Reinier Hasper
Reinier Hasper

Reputation: 21

use virtual method of base class C++ in child of child class

I've created a class named 'Device' which get inherited by multiple devices (for example, RFDevice, AccelleroDevice)

The Device class inherited a Thread class. This Threadclass includes a Pure virtual function named run. Is it possible to accesss this pure virtual function in RFDevice or AcelleroDevice.

So,

ThreadClass->DeviceClass->RFDeviceClass.

I've tried to add

' virtual void run(void) = 0' also in the device class but this wont work.

Greets,

Upvotes: 2

Views: 1936

Answers (1)

Christian Hackl
Christian Hackl

Reputation: 27538

Only if the virtual function is not private. If it is, then you cannot call it and are not supposed to, either:

class ThreadClass
{
public:
    virtual ~ThreadClass() {}
private:
    virtual void run() = 0;
};

class Device : public ThreadClass
{
};

class RFDevice : public Device
{
public:
    void f()
    {
        run(); // compiler error
    }
};

If it is protected or public, then it will work, provided there is an implementation of the function somewhere down the class hierarchy. But with the exception of the destructor, virtual functions should rarely be public or protected in C++:

class ThreadClass
{
public:
    virtual ~ThreadClass() {}
protected:
    virtual void run() = 0; // non-private virtual, strange
};

class Device : public ThreadClass
{
};

class RFDevice : public Device
{
protected:
    virtual void run()
    {
    }

public:

    void f()
    {
        run(); // works
    }
};

Of course, this does not technically call the base function. And that's a good thing; you'd end up with a pure virtual function call otherwise, and your program would crash.

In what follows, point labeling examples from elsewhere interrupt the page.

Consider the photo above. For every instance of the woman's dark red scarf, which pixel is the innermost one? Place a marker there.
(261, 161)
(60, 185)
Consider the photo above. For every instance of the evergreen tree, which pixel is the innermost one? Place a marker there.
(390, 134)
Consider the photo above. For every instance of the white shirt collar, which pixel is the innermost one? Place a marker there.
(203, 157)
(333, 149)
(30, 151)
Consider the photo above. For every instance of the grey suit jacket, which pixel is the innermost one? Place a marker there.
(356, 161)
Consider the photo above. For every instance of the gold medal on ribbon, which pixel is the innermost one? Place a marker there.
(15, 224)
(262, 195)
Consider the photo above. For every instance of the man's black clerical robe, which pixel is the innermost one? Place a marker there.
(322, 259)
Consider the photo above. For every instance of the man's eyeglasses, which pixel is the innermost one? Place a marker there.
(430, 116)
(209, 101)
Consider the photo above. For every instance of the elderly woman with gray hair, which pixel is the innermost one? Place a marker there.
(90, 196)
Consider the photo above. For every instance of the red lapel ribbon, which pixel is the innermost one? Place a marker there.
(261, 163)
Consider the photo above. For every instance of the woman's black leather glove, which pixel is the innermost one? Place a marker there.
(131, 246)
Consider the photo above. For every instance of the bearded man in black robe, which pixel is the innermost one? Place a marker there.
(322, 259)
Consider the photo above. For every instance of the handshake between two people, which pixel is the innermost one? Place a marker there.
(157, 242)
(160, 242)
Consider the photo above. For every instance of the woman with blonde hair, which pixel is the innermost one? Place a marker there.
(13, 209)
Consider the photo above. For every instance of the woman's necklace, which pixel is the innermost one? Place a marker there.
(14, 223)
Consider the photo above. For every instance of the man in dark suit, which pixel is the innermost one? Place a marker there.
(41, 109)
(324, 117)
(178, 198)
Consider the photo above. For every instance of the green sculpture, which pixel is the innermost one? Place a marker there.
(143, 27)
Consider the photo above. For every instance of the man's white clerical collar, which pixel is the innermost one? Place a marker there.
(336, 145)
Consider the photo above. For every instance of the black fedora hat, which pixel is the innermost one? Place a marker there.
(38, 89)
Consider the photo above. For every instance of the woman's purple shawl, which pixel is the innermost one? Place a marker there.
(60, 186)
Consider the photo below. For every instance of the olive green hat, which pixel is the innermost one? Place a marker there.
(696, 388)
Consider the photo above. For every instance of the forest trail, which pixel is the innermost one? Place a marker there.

Perhaps what you need to do is to just implement the private virtual function. That would be the preferred class design:

class ThreadClass
{
public:
    virtual ~ThreadClass() {}
    void execute()
    {
        run();
    }
private:
    virtual void run() = 0;
};

class Device : public ThreadClass
{
};

class RFDevice : public Device
{
private:
    virtual void run()
    {
    }
};

int main()
{
    RFDevice d;
    d.execute();
}

If you are not just maintaining a legacy code base, you should probably get rid of your thread class and use C++11 multi-threading.